Many pastoral tribes reared and sold animals like horses and cattle, to the prosperous people. Different castes of petty pedlars who travelled from village to village, made and sold wares such as ropes, reeds, straw matting and coarse sacks. At times, mendicants acted as wandering merchants. There were castes of entertainers who performed in various towns and villages for earning their bread and butter.
New castes and hierarchies
The demand for people with new skills arose with the growth in the economy and with increased needs of the society. Varnas were further divided into smaller castes or jatis. For example, amongst the Brahamanas new castes appeared. On the other hand, many tribes and social groups were taken into caste-based societies and were given the status of jatis. Brahamanas recognized specialized artisans which consisted of smiths, carpenters and masons as separate jatis. Jatis rather than varna became the basis of organizing society.
By the 11th and 12th centuries new Rajput clans among the Kshatriyas became powerful. They belonged to different lineages like Hunas, Chandelas, Chalukyas and others. Some of these lineages too were tribes. Many of these clans came to be considered as Rajputs. Especially in agricultural areas, they replaced the older rulers over a period of time. This was the beginning of the emergence of developed society and rulers created powerful states by using their wealth.
Tribal People: The rise of Rajput clans to the position of rulers set an example for the tribal people to follow. Many tribes became part of the caste system with the support of the Brahmanas. But the ruling class comprised of only the leading tribal families. Others (who were a large majority) joined the lower jatis of caste society. Many dominant tribes of the regions of Punjab, Sind and the North-West Frontier had adopted Islam quite early. They did not accept the caste system and the unequal social order prescribed by the orthodox Hinduism.
Impact of Emergence of States: The emergence of state had a deep and direct relation with the social changes amongst the tribal people. This is explained below.
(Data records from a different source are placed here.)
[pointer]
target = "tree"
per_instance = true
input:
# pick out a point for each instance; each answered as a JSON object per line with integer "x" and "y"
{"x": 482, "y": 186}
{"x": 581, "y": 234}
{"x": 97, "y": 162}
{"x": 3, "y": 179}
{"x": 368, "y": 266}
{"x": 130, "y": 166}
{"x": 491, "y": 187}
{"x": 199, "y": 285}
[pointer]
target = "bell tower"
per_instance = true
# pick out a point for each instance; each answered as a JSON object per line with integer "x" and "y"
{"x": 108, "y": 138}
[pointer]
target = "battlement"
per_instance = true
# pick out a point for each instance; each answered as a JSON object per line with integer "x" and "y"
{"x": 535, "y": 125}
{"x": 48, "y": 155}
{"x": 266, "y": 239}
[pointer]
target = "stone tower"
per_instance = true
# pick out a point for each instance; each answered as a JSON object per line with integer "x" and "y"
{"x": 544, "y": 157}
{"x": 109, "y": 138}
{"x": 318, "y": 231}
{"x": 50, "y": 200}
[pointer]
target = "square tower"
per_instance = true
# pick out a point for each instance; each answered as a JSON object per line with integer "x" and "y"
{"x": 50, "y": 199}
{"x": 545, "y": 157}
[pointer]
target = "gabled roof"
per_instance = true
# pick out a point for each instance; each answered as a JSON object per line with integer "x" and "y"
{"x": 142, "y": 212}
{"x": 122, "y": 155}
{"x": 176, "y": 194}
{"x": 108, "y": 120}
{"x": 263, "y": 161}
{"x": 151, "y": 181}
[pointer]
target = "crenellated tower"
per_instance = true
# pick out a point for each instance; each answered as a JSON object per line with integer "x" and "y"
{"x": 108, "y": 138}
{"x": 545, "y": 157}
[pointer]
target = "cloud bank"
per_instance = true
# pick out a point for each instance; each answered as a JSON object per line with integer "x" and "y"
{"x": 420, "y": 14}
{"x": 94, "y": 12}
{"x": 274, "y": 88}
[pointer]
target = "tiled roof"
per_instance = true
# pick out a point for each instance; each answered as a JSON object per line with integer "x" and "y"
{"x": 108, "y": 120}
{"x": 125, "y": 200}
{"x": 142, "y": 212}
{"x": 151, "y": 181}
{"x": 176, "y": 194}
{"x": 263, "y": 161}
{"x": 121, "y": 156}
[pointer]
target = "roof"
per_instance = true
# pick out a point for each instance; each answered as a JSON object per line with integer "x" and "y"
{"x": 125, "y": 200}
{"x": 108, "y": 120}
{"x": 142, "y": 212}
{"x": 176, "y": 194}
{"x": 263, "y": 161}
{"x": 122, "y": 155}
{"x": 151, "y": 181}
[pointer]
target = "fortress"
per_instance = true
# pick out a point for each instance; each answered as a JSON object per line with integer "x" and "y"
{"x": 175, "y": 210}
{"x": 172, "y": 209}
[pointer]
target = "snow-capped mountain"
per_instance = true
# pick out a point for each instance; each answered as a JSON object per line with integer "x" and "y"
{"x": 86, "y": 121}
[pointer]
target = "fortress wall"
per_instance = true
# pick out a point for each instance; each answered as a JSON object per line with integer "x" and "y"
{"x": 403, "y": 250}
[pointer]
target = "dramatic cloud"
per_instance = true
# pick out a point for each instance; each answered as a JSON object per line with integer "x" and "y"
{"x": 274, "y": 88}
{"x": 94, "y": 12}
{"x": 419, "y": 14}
The Gonds lived in Gondwana which was a large forested region. The name Gondwana means country inhabited by Gonds. The kind of agriculture practiced by them was called shifting cultivation. The Gond tribe was further divided into many smaller clans. Each clan had its own raja or rai. During the period when the Delhi Sultans were facing a decline in power, a few large Gond kingdoms were beginning to dominate the smaller Gond chiefs. The history of Akbar's reign, called Akbar Nama, mentions the Gond kingdom of Garha Katanga that had 70,000 villages.
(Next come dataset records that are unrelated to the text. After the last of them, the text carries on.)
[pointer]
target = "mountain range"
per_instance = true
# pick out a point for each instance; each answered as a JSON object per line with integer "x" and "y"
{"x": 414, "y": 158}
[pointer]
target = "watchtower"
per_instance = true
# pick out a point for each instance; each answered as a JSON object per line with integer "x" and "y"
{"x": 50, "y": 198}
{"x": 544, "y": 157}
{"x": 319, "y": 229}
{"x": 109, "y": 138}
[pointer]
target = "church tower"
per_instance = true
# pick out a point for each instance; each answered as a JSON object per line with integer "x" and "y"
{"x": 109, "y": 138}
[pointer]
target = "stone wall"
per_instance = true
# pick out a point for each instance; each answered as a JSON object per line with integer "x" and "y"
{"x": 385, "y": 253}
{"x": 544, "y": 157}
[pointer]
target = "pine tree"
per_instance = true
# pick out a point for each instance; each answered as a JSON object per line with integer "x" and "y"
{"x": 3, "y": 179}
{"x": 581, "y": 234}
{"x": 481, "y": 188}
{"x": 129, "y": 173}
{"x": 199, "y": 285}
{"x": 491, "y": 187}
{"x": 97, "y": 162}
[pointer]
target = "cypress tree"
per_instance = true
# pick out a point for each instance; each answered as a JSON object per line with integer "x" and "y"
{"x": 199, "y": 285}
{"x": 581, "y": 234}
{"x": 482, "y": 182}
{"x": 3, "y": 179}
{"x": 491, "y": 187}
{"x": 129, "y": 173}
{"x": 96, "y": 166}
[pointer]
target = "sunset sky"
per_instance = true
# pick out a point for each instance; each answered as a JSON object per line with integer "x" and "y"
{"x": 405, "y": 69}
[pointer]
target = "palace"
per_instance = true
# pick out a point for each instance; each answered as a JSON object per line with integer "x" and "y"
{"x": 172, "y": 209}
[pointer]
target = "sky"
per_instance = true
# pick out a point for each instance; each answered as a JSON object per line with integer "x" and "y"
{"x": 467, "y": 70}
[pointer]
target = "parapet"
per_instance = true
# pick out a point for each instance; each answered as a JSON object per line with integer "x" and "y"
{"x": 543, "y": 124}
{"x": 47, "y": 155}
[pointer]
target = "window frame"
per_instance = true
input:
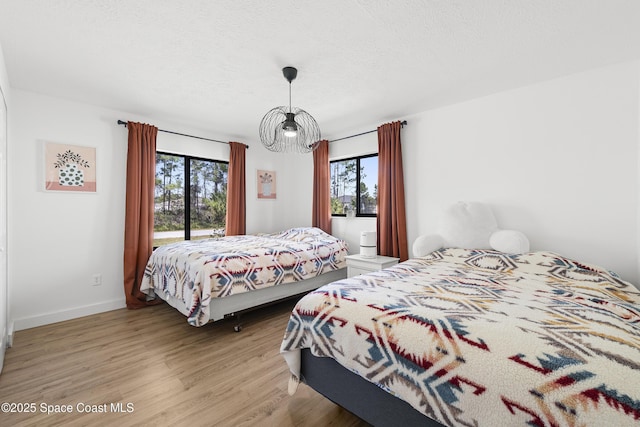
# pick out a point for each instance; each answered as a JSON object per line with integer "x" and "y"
{"x": 187, "y": 185}
{"x": 358, "y": 214}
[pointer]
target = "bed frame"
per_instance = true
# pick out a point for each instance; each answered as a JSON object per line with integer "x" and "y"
{"x": 357, "y": 395}
{"x": 233, "y": 305}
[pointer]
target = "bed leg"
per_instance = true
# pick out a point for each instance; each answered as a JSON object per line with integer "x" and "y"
{"x": 238, "y": 326}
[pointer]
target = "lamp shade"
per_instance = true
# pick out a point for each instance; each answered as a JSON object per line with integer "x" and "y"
{"x": 278, "y": 123}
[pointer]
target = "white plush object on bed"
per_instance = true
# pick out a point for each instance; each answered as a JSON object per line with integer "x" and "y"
{"x": 471, "y": 225}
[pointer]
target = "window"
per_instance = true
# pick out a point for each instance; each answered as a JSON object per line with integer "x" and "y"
{"x": 354, "y": 186}
{"x": 190, "y": 198}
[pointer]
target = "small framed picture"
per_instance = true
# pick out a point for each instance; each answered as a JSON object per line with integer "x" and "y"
{"x": 266, "y": 184}
{"x": 69, "y": 168}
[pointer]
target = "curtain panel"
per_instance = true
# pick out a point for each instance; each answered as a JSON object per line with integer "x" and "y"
{"x": 138, "y": 226}
{"x": 236, "y": 217}
{"x": 392, "y": 223}
{"x": 321, "y": 208}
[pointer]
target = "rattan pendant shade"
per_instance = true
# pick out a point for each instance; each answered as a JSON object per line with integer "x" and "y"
{"x": 289, "y": 129}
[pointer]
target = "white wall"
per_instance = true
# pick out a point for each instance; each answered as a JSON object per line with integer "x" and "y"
{"x": 557, "y": 160}
{"x": 59, "y": 240}
{"x": 4, "y": 290}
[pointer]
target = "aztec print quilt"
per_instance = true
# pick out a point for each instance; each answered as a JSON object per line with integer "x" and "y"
{"x": 195, "y": 271}
{"x": 482, "y": 338}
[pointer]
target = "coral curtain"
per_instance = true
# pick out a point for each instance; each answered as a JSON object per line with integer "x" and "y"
{"x": 138, "y": 222}
{"x": 321, "y": 215}
{"x": 392, "y": 223}
{"x": 236, "y": 219}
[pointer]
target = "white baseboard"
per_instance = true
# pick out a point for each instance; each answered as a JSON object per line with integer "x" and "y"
{"x": 60, "y": 316}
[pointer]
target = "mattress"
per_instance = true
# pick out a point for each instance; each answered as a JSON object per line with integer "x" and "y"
{"x": 479, "y": 337}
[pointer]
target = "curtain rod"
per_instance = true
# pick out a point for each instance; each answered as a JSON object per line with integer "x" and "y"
{"x": 402, "y": 124}
{"x": 123, "y": 123}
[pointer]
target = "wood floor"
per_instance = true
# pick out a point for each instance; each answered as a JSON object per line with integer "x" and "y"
{"x": 159, "y": 371}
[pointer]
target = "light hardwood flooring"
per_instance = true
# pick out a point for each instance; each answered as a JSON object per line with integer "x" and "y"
{"x": 162, "y": 371}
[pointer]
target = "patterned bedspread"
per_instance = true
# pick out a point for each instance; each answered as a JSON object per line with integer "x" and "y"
{"x": 195, "y": 271}
{"x": 481, "y": 338}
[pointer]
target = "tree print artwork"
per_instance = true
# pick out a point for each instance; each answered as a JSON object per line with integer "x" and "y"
{"x": 70, "y": 168}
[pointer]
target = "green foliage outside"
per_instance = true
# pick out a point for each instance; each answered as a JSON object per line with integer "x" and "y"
{"x": 207, "y": 190}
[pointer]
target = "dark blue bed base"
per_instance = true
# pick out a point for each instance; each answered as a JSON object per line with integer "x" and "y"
{"x": 357, "y": 395}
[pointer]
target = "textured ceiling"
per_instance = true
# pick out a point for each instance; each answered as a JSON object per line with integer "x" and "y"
{"x": 216, "y": 65}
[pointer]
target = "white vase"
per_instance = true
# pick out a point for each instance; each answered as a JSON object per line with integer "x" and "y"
{"x": 71, "y": 176}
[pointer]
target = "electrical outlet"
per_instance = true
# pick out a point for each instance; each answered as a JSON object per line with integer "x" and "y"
{"x": 96, "y": 279}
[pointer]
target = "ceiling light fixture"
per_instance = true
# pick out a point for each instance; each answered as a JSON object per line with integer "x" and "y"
{"x": 289, "y": 130}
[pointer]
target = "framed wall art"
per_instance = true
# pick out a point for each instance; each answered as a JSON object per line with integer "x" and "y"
{"x": 69, "y": 168}
{"x": 266, "y": 184}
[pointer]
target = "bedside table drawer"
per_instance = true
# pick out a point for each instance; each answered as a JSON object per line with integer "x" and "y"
{"x": 357, "y": 264}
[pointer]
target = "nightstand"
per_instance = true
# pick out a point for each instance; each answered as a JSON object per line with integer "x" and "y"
{"x": 357, "y": 264}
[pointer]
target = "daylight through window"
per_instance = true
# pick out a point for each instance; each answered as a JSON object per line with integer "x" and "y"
{"x": 354, "y": 186}
{"x": 190, "y": 198}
Administration: The administration system of these kingdoms was becoming centralized in nature. The kingdom was divided into garhs. A particular Gond clan controlled each garh. This was further divided into units of 84 villages known as chaurasi. The chaurasi was subdivided into barhots. Barhots were made up of 12 villages each.
The emergence of large states led to changes in the nature of Gond society. The society which earlier had equality in it gradually got divided into unequal social classes. The Gond rajas gave land grants to the Brahamanas. The Brahamanas hence became more influential. Now the Gond chiefs wished to be recognized as Rajputs. Hence Aman Das, the Gond raja of Garha Katanga, assumed the title of Sangram Shah. Dalpat, his son married princess Durgawati, the daughter of Salbahan, the Chandel Rajput raja of Mahoba. Dalpat died early.
She was very capable and started ruling on behalf of her son, Bir Narain who was five years of age. The kingdom became even more extensive under her. The Mughal forces under Asaf Khan, in 1565 attacked Garha Katanga. She resisted strongly but was defeated. She preferred death instead of surrender. Even her son died fighting, soon after.
Garha Katanga was a rich state. It earned much wealth by trapping and exporting wild elephants to other kingdoms. A huge booty of precious coins and elephants was captured by the Mughals when they defeated the Gonds. They annexed part of the kingdom and gave the rest to Chandra Shah who was Bir Narain's uncle. The Gond kingdoms survived for some time in spite of the fall of Garha Katanga. They however became weaker and later failed in their struggle against the stronger Bundelas and Marathas.